Esnemenin bulaşıcı olması, beyinlerimizdeki ayna nöronlarının etkisidir."
"... Sahip olduğumuz ayna nöronları sayesinde insanlar, endişeli birinin gergin beden duruşunu, üzüntülü birinin ise çökmüş ve üzgün halini benimserler. Kişi, dertli birinin yanındayken kendisini dertli, mutlu birinin yanındayken ise mutlu hisseder çünkü ayna nöronlarımız, gözlemlediğimiz bilgiyi kopya etme özelliğine sahiptir.
-Birlikte fazla vakit geçiren insanların hareketleri, ses tonları ve konuştuğu kelimeler, bir süre sonra birbirine benzerlik gösterir. Dolayısıyla birbirlerini sürekli gözlemleyen kişilerin, aynı doğrultuda algı paylaşımı ve duygusal bulaşma hâlini yaşamakta olduklarını söyleyebiliriz. Biri esnerken bizim de bir süre sonra esnememiz buna örnektir. Ayna nöronlarının ateşlenmesiyle beynimiz, bu hissi kendi yaşıyormuş gibi algılar. Bu da bulunduğumuz ortamdan ve konuştuğumuz kişiden bulaşan duyguyu açıkça ortaya koyar. Sonuç olarak tüm bu etkileşimler göz önünde bulundurulduğunda yaydığımız enerji, davranış şeklimiz, vücut dilimiz ve kullandığımız sözler; etrafımızdakiler tarafından algılanıyor, öğreniliyor ve taklit ediliyor.

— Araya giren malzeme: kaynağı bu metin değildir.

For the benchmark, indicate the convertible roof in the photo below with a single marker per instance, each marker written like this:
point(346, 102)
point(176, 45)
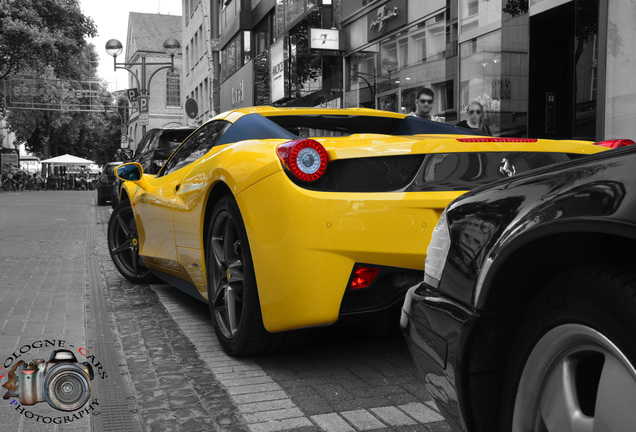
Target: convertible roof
point(280, 123)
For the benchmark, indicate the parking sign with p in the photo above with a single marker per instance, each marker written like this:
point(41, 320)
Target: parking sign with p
point(143, 104)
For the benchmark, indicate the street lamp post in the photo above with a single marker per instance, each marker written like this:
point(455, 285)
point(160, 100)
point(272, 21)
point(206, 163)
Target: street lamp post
point(170, 46)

Kitap sana, 'Okumak yetmez.' dememiş miydi? 'Bilmek sorumluluktur.' dememiş miydi? Yanlışı görmezden gelen, suçlunun kim olduğunu bildiği hâlde üç maymunu oynayan umursamaz kişiden ne farkın var ki senin o zaman?

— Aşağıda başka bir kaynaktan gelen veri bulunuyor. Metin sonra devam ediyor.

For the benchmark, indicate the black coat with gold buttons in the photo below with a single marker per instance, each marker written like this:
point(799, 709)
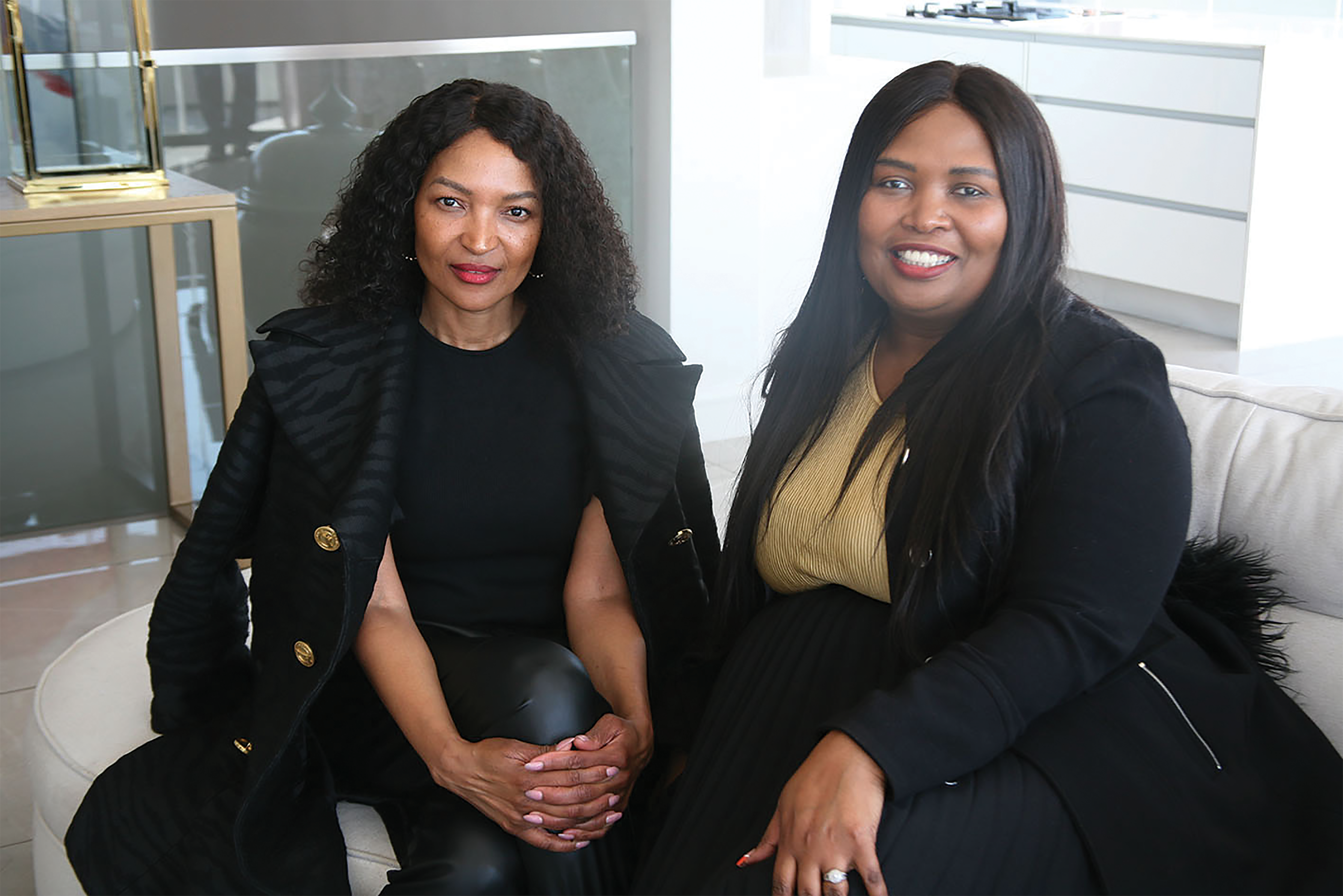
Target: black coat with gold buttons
point(304, 487)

Bankanın geniş ve ferah holü, yaşamları başarılarla dolu olan "seçilmiş" iş insanlarını karşılıyordu. Farklı ülkelerden gelen bu kişiler, yüzlerinde "önemli işler yapan bilirkişi" maskeleriyle bu "yüksek uygarlık seviyesine ulaşmış" bu "medeni" ülkeye hizmet ediyorlardı.
Asansör kuyruğunda okuttukları kartlarda yazan stajyer, uzman yardımcısı, uzman, grup müdürü,direktör, genel koordinatör ve genel müdür unvanlarının çerçevelediği kimliklerinin ötesinde onlar gerçekte kimdi acaba?
Kalplerinin derinliklerinde kim bilir neler gizliydi. Neydi görünmez açlıkları? Vatandaşlık, vize, para, aidiyet... Ya aşk? Belki de kendilerinden, kendi acılarından kaçmaktı görünmeyen hikâyeleri.
Önemli işler yapar gibi yapmak, mutlu etmeye yetiyor muydu onları?
"Çok eski bir Hint efsanesine göre bir zamanlar bütün insanlar birer tanrıymış fakat bu özelliklerini o kadar kötüye kullanmışlar ki Baştanrı Brahma, onların elinden tanrısal güçlerini alıp hiç bulamayacakları bir yere gizlemeye karar vermiş.
Böylece bütün sorun, gizli bir yer bulmak olmuş. Bir çözüm bulmak için toplanan küçük tanrılar konseyi, şunu teklif etmiş: 'İnsanın tanrısal gücünü toprağa gömelim,' demişler ama Brahma, 'Olmaz, insanlar toprağı kazıp onu bulabilirler.' demiş. 'Öyleyse okyanusların en derinine atalım' demişler. Brahma 'Olmaz, çünkü er ya da geç insanlık bütün okyanusların dibini araştıracak ve kuşkusuz ki bir gün tanrısal gücünü bulup çıkaracak.' diye endişelenmiş. Küçük tanrılar bu sefer, 'O zaman onu gizleyecek bir yer bilemiyoruz çünkü günün birinde yeryüzünde ya da denizin içinde insanın erişemeyeceği yer yok.'diye cevap vermişler. Bunun üzerine Brahma düşünmüş, taşınmış ve 'Bakın ne yapalım... İnsanın tanrısal gücünü, kendi varlığının en derinine gizleyelim çünkü aramayı akıl edemeyecekleri tek yer orasıdır.' diyerek son noktayı koymuş."